READ ALSO: Chinese loans not debt trap – Buhari
However, Nigeria needs to tread with caution with the manner it is amassing debts. Former Minister of Environment and now United Nations Deputy Secretary-General, Amina Mohammed, had recently raised the alarm over Nigeria’s rising debt profile, an unenviable position from which former finance minister, Ngozi Okonjo-Iweala, had worked herself to the bone to free us. Coming from no less a personality than a former minister in this administration, it behoves the government to be circumspect in taking us back to Egypt, as we may never have another Joseph (Ngozi) to deliver us.
The Chinese are very shrewd with their money and this is understandable, considering the hard road they had travelled to get where they are today. That is why it is a bit confusing when foreign minister, Geoffrey Onyeama, reportedly claims that there is no document to be signed for the loan
Onyeama, according to news reports, revealed that $6 billion loan windfall secured by President Muhammadu Buhari during his recent state visit to Beijing, China, does not require any signing of document since it’s all project tied.
“It won’t need an agreement to be signed; it is just to identify the projects and we access it,” he was quoted as saying.
Buhari himself had disclosed the development in Beijing, at the Forum on China-Africa Cooperation, FOCAC, Round Table meeting, attended by African leaders and Chinese President Xi Jinping.
“These vital infrastructure projects synchronise perfectly with our economic recovery and growth plan,” he said.
Nonetheless, many fear that Chinese loan deals across Africa is neocolonialism and a ploy to keep the continent perpetually under.

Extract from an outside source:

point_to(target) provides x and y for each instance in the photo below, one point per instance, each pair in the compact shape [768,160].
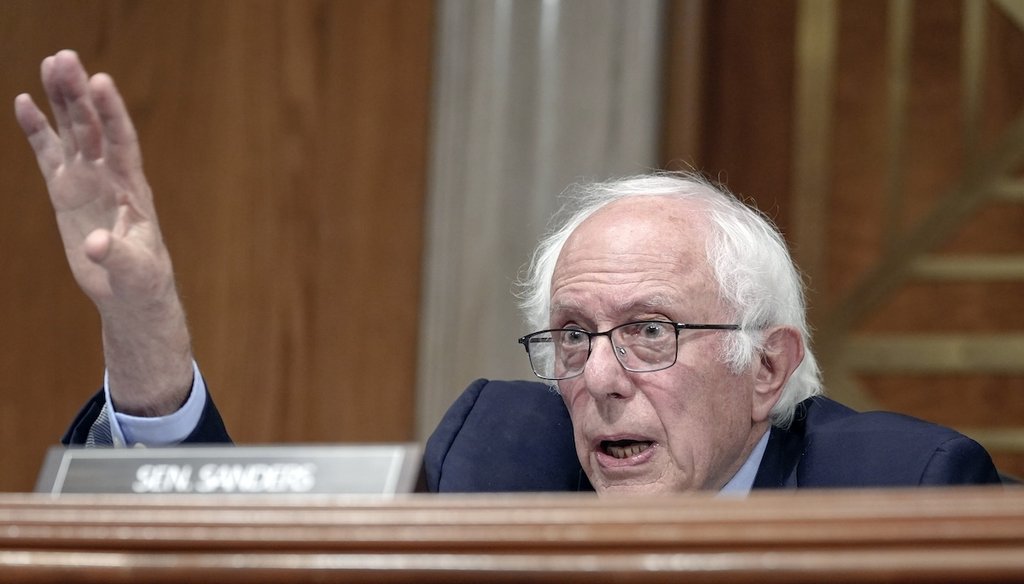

The loans appear innocuous enough but underneath is monstrous traps waiting to snap viciously at the very soul of defaulting nations.
To start with, there is little or no employment or business opportunities for the local populace, as China imports all equipment and materials, including even menial hands from home to execute the contracts.
Of course, one is happy to hear the president say the loans will be repaid as when due.
“Some of the debts incurred are self-liquidating. Our country is able to repay loans as and when due in keeping with our policy of fiscal prudence and sound housekeeping,” Buhari had assured FOCAC.
The problem, however, is that the president won’t be there to ensure that his promise is kept. He is already on his way out of office next year or in 2023, with no assurance that those coming after him share his enthusiasm about ‘prudence and sound housekeeping’.
The worst thing that can befall any nation is to default in its loan obligations to China and Nigeria must be wary. Already, some countries have bitter tales to tell for falling into china’s loan trap.
Last year, China took over a national asset from Greece for defaulting in its loan repayment, prompting European Union to take steps to forestall member countries from Chinese loans.
In Africa, Zimbabwe will soon handover a national asset to China for the same reason; just like Kenya may also be handing over its Lamu port, which was constructed by China on a $16 billion Chinese loan, alongside adjoining towns for 99 years after defaulting for three years.
We must not deny the fact that the loans, if well managed, are desirable if we must develop. It should not be loan to be spent on frivolities as we are wont or on nebulous projects that would be unaccountable.
That is why it seems superfluous that China, indeed, would not be insisting on signing documentary agreement. There is no way it can ask questions on how the fund will be spent or projects managed if there is no written agreement. How would they recover their money since the loan is not free?
It is not enough to say that because there is no cash transaction so the authorities should go and sleep. If a project is run aground due to insipid management or corruption. It’s as good as looting physical cash. Government must, therefore, ensure prudent management of the projects when completed. The projects must generate enough revenue to liquidate the loans that funded their establishment. Every loophole for revenue leakages must be blocked and every sticky finger chopped off, lest we regret ever going to China, which prays for opportunity to bare its iron fangs.